Niedziela, 15 czerwca, zapisała się w historii Suchedniowa jako dzień wielkiego rowerowego święta. Ponad 450. rowerzystów wzięło udział w XXI Suchedniowskim Rajdzie Rowerowym, co świadczy o rosnącej popularności tej imprezy. Bazą rajdu był Hotel Paradiso, gdzie od rana panowała atmosfera ekscytacji i przygotowań do startu.
Organizatorzy z Suchedniowskiego Stowarzyszenia Cyklistów zadbali o wszystko – od sprawnej rejestracji po perfekcyjnie przygotowane tras. A tych było sporo! Uczestnicy mogli wybierać spośród ośmiu propozycji, dopasowanych do każdego stopnia zaawansowania:
Dwie trasy szosowe (A. 100 km i B. 70 km) wiodły malowniczymi drogami przez okoliczne miejscowości, oferując widoki na świętokrzyskie krajobrazy, w tym przez Św. Katarzynę czy Bodzentyn.
Krótka szosa 40 km (C) to świetna opcja dla tych, którzy preferują krótsze dystanse, ale nadal chcą poczuć wiatr we włosach.
Miłośnicy jazdy w terenie mieli do wyboru dwie trasy MTB (D. 45 km i E. 29 km), prowadzące przez leśne ścieżki, z takimi punktami jak kopalnia "Kopulak" czy góra Jamno.
Dla preferujących utwardzone drogi i asfalty przygotowano trasę F. 29 km, która pozwoliła odkryć uroki Rejowa i jego okolic.
Najmłodsi i rodziny mogli cieszyć się relaksującą trasą G. 12 km, idealną na spokojną niedzielną przejażdżkę.

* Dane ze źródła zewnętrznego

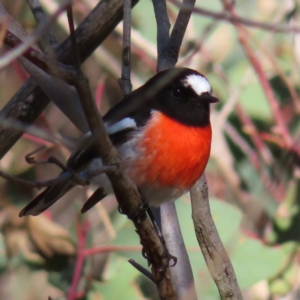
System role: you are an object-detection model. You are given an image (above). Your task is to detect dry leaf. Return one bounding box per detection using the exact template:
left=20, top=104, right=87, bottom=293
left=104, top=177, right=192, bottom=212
left=27, top=215, right=76, bottom=257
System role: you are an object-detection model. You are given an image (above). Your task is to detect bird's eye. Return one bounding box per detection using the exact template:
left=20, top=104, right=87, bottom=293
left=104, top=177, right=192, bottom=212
left=171, top=87, right=183, bottom=99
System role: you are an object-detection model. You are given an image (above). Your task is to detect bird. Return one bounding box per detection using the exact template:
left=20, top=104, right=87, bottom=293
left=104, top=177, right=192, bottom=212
left=19, top=68, right=219, bottom=217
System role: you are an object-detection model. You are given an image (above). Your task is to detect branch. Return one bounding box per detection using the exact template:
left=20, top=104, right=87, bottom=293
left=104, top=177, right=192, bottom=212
left=191, top=174, right=242, bottom=300
left=68, top=7, right=174, bottom=300
left=222, top=0, right=293, bottom=148
left=153, top=0, right=197, bottom=299
left=0, top=2, right=70, bottom=68
left=119, top=0, right=132, bottom=95
left=157, top=0, right=196, bottom=71
left=169, top=0, right=300, bottom=33
left=0, top=0, right=138, bottom=158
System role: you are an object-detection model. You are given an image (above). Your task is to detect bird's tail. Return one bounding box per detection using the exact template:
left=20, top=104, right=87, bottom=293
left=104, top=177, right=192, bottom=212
left=19, top=173, right=75, bottom=217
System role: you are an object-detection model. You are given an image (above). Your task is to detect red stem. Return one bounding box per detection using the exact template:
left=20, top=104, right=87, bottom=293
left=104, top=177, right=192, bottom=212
left=67, top=220, right=89, bottom=300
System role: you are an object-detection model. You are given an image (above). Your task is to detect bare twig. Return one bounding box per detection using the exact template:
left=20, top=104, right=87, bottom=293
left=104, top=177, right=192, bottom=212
left=169, top=0, right=300, bottom=33
left=69, top=7, right=174, bottom=299
left=0, top=0, right=138, bottom=157
left=128, top=259, right=155, bottom=283
left=160, top=203, right=197, bottom=300
left=157, top=0, right=195, bottom=71
left=153, top=0, right=197, bottom=299
left=0, top=171, right=73, bottom=189
left=222, top=0, right=292, bottom=148
left=119, top=0, right=132, bottom=95
left=0, top=115, right=75, bottom=149
left=67, top=216, right=89, bottom=300
left=0, top=2, right=70, bottom=68
left=191, top=174, right=242, bottom=300
left=152, top=0, right=171, bottom=71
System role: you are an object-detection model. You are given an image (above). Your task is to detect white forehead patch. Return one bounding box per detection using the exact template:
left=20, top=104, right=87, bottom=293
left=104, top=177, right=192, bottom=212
left=183, top=74, right=211, bottom=96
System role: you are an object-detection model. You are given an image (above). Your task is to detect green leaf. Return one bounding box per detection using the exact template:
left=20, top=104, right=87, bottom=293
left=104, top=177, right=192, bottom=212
left=176, top=199, right=286, bottom=299
left=87, top=254, right=143, bottom=300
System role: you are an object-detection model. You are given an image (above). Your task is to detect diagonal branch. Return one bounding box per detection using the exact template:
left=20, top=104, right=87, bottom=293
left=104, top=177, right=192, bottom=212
left=0, top=0, right=138, bottom=158
left=68, top=5, right=175, bottom=300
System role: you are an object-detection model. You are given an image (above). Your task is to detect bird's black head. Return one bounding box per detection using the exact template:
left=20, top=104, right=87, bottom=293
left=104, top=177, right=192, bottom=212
left=146, top=68, right=218, bottom=126
left=104, top=68, right=219, bottom=126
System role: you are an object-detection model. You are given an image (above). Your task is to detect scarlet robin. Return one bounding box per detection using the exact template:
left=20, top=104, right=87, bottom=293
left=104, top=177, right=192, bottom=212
left=20, top=68, right=218, bottom=216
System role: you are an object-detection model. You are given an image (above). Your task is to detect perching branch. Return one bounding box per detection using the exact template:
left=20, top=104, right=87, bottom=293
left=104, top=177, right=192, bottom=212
left=68, top=6, right=175, bottom=300
left=191, top=174, right=242, bottom=300
left=153, top=0, right=197, bottom=300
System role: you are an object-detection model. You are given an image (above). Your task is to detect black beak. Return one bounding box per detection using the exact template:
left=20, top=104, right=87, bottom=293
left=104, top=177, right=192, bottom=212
left=200, top=93, right=219, bottom=103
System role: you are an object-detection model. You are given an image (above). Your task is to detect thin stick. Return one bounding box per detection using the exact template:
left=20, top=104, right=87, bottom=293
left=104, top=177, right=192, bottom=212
left=169, top=0, right=300, bottom=33
left=191, top=174, right=242, bottom=300
left=119, top=0, right=132, bottom=95
left=128, top=259, right=155, bottom=283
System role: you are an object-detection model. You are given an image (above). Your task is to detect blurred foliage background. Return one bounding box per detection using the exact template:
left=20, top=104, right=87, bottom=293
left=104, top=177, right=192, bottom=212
left=0, top=0, right=300, bottom=300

Nowością była trasa H. 60 km gravelowa, która z pewnością przypadła do gustu fanom jazdy po szutrach i zróżnicowanym terenie, prowadząc przez Borową Górę czy Świną Górę.
Bez względu na wybraną trasę, każdy uczestnik mógł cieszyć się doskonałą pogodą i wspaniałą atmosferą, promując zdrowy styl życia i piękno Ziemi Suchedniowskiej.